Sheboygan's St. Nicholas Hospital had humble beginnings in a home in 1890

SHEBOYGAN — Authorities of the Hospital Sisters of St. Francis in Springfield, Illinois, desiring to extend their work of charity among the sick and afflicted in imitation of their patron, St. Francis of Assissi, sent four Sisters to Sheboygan in 1890 to establish a hospital, a clipping provided by Sheboygan County Historical Research Center said.

The first hospital was a two-story brick building on North Ninth Street, formerly home of the Rev. Strickner.

Year by year, improvements were made to the facilities: a laundry and chapel in 1910; a laboratory and X-ray department in 1916; and the Anna Reiss Home for the Aged in 1918.

It eventually gave way to a modern building erected in 1924.

By 1939, St. Nicholas Hospital and the Anna Reiss Home occupied a full city block off Superior Avenue. In the years that followed, the Anna Reiss Home was closed because of changing regulations, according to the St. Nicholas history page on its website.

A new $400,000 addition to St. Nicholas Hospital was announced in May 1940, the Sheboygan Press reported. The modernization project would commemorate the hospital's Golden Jubilee.

The home that was known as St. Nicholas Hospital as it appeared in 1893.
The home that was known as St. Nicholas Hospital as it appeared in 1893.

The project included a new building 160 feet in length and five stories in height. The fifth floor would be extended over the entire length of the present building, a Sheboygan Press clipping stated.

New mechanical equipment was also planned in the project. The Press said: "The mechanical equipment includes telautographic doctors' paging system, pneumatic tubes for sending records and messages, two passenger elevators, one service elevator, five dumb waits, one reserved for the pharmacy, one for the laboratory, one each for sterile and unsterile supplies, and one for the diet kitchen. The telephone equipment will be changed to automatic dial type."

Sheboygan Press news of groundbreaking for the new $400,000 edition of St. Nicholas Hospital in May of 1940.
Sheboygan Press news of groundbreaking for the new $400,000 edition of St. Nicholas Hospital in May of 1940.

Back when Sheboygan Memorial Hospital was built, the Sheboygan Press held a campaign to gather funds for that hospital. The paper ran a similar campaign during the later part of 1940 for St. Nicholas Hospital. By December 1940, they announced that fundraising had garnered $53,000. The front-page article mentioned several donors, including Mr. and Mrs. John P. Reiss, who donated $500 for the cause.

In the early 1970s, the hospital began a comprehensive review of facilities and it was decided to build a new facility.

In 1976, ground was broken for a new Taylor Drive facility, which continues to be used today. The hospital is known today as HSHS St. Nicholas Hospital in Sheboygan.

RELATED - Woman's death sparked Sheboygan Memorial Hospital building project.

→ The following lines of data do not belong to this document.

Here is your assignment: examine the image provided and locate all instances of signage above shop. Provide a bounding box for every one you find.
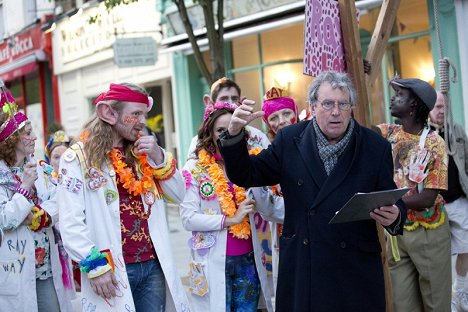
[53,0,159,68]
[114,37,158,67]
[167,0,298,35]
[0,26,43,66]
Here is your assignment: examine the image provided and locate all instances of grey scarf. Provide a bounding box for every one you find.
[312,118,354,175]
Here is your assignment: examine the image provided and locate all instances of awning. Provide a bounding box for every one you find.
[0,50,46,82]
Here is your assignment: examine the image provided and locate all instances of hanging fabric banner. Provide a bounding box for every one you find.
[304,0,346,77]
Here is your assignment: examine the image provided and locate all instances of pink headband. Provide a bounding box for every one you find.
[262,96,297,125]
[93,83,153,111]
[0,112,28,142]
[203,102,237,122]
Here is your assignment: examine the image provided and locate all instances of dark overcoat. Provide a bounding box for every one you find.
[220,122,406,312]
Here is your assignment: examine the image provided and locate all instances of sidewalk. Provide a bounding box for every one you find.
[73,204,192,312]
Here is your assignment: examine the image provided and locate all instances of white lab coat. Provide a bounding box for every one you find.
[180,159,273,312]
[57,148,190,312]
[248,186,284,307]
[0,160,74,312]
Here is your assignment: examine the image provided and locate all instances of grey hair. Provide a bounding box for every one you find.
[307,71,356,106]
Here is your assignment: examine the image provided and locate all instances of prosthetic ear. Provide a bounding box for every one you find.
[203,94,213,106]
[96,103,119,126]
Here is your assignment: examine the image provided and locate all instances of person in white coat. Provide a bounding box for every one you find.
[37,130,79,311]
[0,88,71,312]
[251,87,298,300]
[57,84,190,312]
[180,102,273,312]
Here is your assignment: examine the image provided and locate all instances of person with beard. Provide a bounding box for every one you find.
[428,92,468,311]
[377,78,451,312]
[218,71,406,312]
[250,87,298,302]
[57,83,189,312]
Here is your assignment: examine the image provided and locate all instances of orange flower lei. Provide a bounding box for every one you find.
[109,148,155,196]
[198,149,254,239]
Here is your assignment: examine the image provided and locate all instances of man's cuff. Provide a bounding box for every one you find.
[385,211,401,235]
[219,130,244,147]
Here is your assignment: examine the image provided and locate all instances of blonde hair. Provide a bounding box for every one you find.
[80,83,148,169]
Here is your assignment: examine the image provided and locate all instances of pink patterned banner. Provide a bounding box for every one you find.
[304,0,346,77]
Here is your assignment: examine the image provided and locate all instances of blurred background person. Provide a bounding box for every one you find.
[180,102,273,312]
[378,78,451,312]
[429,92,468,311]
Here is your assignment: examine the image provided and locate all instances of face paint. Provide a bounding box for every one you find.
[123,116,138,125]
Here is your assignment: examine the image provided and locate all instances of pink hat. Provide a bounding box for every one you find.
[0,88,28,142]
[93,83,153,111]
[262,87,297,125]
[203,101,237,122]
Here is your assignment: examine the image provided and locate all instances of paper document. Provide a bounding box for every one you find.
[329,188,409,224]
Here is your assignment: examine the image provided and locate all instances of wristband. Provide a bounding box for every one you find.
[80,247,114,278]
[16,186,32,199]
[221,215,226,230]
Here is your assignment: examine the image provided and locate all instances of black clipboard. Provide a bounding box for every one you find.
[328,188,410,224]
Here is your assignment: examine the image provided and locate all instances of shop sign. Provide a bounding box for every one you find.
[304,0,346,77]
[0,26,43,66]
[53,0,159,65]
[114,37,158,67]
[167,0,296,35]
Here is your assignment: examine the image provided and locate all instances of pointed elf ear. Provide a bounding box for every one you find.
[203,94,213,106]
[96,103,119,126]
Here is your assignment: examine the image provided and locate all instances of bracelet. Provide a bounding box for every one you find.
[221,215,226,230]
[80,247,114,278]
[153,152,177,181]
[16,186,32,199]
[28,206,49,232]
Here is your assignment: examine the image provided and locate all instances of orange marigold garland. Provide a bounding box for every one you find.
[198,149,260,239]
[109,148,156,196]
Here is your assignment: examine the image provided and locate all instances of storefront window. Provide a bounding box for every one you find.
[228,0,435,124]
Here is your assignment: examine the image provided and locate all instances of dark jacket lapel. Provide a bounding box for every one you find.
[294,122,327,187]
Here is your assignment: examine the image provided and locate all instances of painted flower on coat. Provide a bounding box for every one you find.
[36,247,46,268]
[198,149,251,239]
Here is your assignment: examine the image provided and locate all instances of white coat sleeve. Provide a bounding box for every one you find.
[180,160,223,231]
[147,148,185,204]
[247,186,284,223]
[0,186,34,232]
[56,149,95,262]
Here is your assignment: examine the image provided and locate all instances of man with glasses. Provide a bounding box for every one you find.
[219,72,406,311]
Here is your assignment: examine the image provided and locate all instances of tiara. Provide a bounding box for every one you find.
[203,102,237,121]
[0,86,28,142]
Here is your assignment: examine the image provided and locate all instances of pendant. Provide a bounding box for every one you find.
[104,189,119,205]
[143,191,156,206]
[86,167,107,191]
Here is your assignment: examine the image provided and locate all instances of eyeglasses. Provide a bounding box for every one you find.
[320,100,352,111]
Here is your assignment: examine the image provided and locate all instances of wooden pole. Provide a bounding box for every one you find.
[338,0,399,312]
[338,0,370,127]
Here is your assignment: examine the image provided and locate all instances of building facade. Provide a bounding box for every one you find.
[160,0,468,166]
[52,0,177,156]
[0,0,60,157]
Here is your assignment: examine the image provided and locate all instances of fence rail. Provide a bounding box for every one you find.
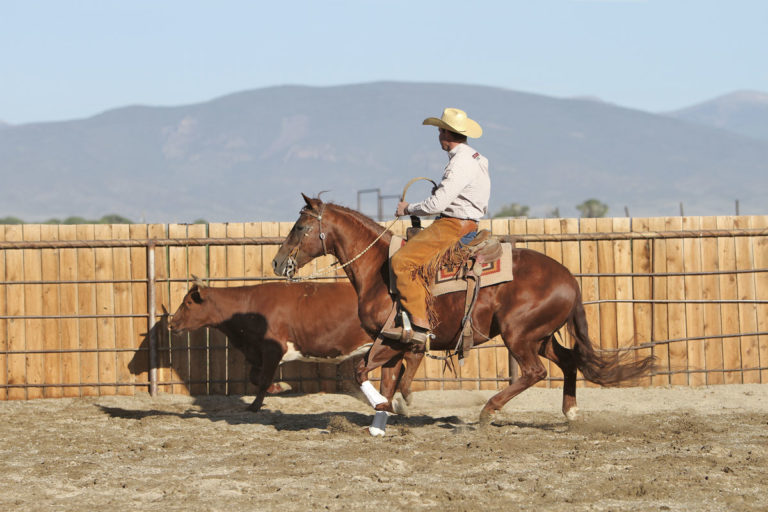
[0,216,768,399]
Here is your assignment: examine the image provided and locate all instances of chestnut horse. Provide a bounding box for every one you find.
[272,194,654,424]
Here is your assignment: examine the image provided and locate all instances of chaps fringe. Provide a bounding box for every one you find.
[411,242,470,329]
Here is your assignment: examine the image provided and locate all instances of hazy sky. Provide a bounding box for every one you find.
[0,0,768,124]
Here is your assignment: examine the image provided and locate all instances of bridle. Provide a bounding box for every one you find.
[284,176,437,281]
[285,203,400,281]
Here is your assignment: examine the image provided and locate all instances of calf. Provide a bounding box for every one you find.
[170,280,421,411]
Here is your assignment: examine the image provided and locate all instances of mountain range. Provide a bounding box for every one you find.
[0,82,768,223]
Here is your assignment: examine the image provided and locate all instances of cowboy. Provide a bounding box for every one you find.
[392,108,491,338]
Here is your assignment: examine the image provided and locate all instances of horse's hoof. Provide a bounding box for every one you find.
[267,382,291,395]
[479,409,493,428]
[368,427,386,437]
[392,397,410,416]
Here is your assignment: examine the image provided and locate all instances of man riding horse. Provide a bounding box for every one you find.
[392,108,491,340]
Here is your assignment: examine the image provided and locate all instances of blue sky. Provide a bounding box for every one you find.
[0,0,768,124]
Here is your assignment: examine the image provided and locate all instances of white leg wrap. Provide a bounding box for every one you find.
[368,411,389,437]
[360,380,387,407]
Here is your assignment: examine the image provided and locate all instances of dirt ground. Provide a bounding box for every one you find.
[0,385,768,512]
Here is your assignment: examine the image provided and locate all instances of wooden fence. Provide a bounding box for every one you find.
[0,216,768,399]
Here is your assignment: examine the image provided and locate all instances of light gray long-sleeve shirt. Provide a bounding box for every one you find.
[406,144,491,220]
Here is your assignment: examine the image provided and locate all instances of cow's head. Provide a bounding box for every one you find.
[169,276,217,332]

According to Sheboygan Press clippings, when patients were moved from the old facility to the new building in 1979, it was in the middle of a February blizzard. All sorts of vehicles were used to transport the patients to the new hospital. A funeral home "limousine" was used to transport babies. Some patients were transported in ambulances and some were even transported to the new building in a Sheboygan Press delivery van.

The old facility on Superior Avenue then became known as St. Nicholas Apartments following a conversion to apartments and is in use today for that purpose.